Stage IV is a massive investment in adult education, for two reasons. (1) People can spend only so much time fucking, smoking dope, and watching TV; after a while they get bored. This is the main psychological objection to the workless society, and the answer to it is to educate people for functions more cerebral than fucking, smoking dope, watching TV, or the idiot jobs most are currently toiling at. (2) There are vast challenges and opportunities confronting us in the next three or four decades, of which the most notable are those highlighted in Tim Leary's SMI2LE slogan -- Space Migration, Intelligence Increase, Life Extension. Humanity is about to enter an entirely new evolutionary relationship to space, time, and consciousness. We will no longer be limited to one planet, to a brief, less-than-a-century lifespan, and to the stereotyped and robotic mental processes by which most people currently govern their lives. Everybody deserves the chance, if they want it, to participate in the evolutionary leap to what Leary calls "more space, more time, and more intelligence to enjoy space and time."
What I am proposing, in brief, is that the Work Ethic (find a Master to employ you for wages, or live in squalid poverty) is obsolete. A Work Esthetic will have to arise to replace this old Stone Age syndrome of the slave, the peasant, the serf, the prole, the wage-worker -- the human labor-machine who is not fully a person but, as Marx said, " a tool, an automaton." Delivered from the role of things and robots, people will learn to become fully developed persons, in the sense of the Human Potential movement.
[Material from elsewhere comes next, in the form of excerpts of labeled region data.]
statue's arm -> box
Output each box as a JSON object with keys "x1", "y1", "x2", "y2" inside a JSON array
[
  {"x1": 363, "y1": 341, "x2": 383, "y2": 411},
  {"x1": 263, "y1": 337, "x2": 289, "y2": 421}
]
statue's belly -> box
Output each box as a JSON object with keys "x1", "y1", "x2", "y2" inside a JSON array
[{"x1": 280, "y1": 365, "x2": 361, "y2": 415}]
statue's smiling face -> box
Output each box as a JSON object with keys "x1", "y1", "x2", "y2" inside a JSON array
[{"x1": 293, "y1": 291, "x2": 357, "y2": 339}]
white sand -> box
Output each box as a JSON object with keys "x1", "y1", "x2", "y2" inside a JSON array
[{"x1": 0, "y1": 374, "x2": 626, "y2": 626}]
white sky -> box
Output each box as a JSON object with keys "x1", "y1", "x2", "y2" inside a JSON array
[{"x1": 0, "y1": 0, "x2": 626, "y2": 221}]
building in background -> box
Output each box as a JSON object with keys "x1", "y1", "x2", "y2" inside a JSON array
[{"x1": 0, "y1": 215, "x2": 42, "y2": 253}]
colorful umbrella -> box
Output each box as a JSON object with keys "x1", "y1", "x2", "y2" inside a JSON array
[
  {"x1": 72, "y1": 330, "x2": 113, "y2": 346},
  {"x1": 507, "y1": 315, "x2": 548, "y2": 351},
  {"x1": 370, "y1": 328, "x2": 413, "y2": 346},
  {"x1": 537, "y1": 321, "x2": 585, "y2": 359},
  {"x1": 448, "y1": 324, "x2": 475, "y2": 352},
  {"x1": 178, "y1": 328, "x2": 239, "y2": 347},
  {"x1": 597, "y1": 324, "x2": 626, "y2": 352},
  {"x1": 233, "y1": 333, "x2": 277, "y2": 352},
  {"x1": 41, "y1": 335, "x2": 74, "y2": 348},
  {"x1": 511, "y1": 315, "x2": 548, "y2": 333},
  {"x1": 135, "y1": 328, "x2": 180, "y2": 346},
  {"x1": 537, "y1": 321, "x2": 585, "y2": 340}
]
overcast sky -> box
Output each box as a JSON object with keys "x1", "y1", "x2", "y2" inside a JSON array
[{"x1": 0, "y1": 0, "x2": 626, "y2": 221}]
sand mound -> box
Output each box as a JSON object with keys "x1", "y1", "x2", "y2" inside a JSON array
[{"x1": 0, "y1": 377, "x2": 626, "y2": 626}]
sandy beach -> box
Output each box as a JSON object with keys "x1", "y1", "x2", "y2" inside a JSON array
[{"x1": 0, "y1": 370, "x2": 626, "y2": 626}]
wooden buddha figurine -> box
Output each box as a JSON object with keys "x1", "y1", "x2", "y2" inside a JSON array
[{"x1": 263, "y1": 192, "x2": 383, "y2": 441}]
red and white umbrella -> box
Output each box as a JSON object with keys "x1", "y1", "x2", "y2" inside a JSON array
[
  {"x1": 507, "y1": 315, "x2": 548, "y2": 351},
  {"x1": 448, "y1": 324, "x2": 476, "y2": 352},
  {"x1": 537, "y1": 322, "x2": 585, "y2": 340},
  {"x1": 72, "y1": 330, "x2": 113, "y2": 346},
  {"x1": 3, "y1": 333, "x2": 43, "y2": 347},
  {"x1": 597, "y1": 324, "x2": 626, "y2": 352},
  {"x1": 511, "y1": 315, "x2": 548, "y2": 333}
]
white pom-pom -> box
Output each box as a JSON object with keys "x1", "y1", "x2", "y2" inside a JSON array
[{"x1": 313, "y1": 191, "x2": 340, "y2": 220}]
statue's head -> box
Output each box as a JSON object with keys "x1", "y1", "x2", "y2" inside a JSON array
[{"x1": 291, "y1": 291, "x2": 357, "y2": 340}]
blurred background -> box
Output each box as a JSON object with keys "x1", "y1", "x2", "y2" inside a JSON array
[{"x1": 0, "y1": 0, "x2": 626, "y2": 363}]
They will not seek work out of economic necessity, but out of psychological necessity -- as an outlet for their creative potential.
("Creative potential" is not a panchreston. It refers to the inborn drive to play, to tinker, to explore, and to experiment, shown by every child before his or her mental processes are stunted by authoritarian education and operant-conditioned wage-robotry.)
As Bucky Fuller says, the first thought of people, once they are delivered from wage slavery, will be, "What was it that I was so interested in as a youth, before I was told I had to earn a living?" The answer to that question, coming from millions and then billions of persons liberated from mechanical toil, will make the Renaissance look like a high school science fair or a Greenwich Village art show.
* I cannot spend more space on this point here. Those who want more evidence of the doing-more-with-less phenomenon should consult Fuller's Operating Manual for Spaceship Earth and Alfred Korzybski's Manhood of Humanity.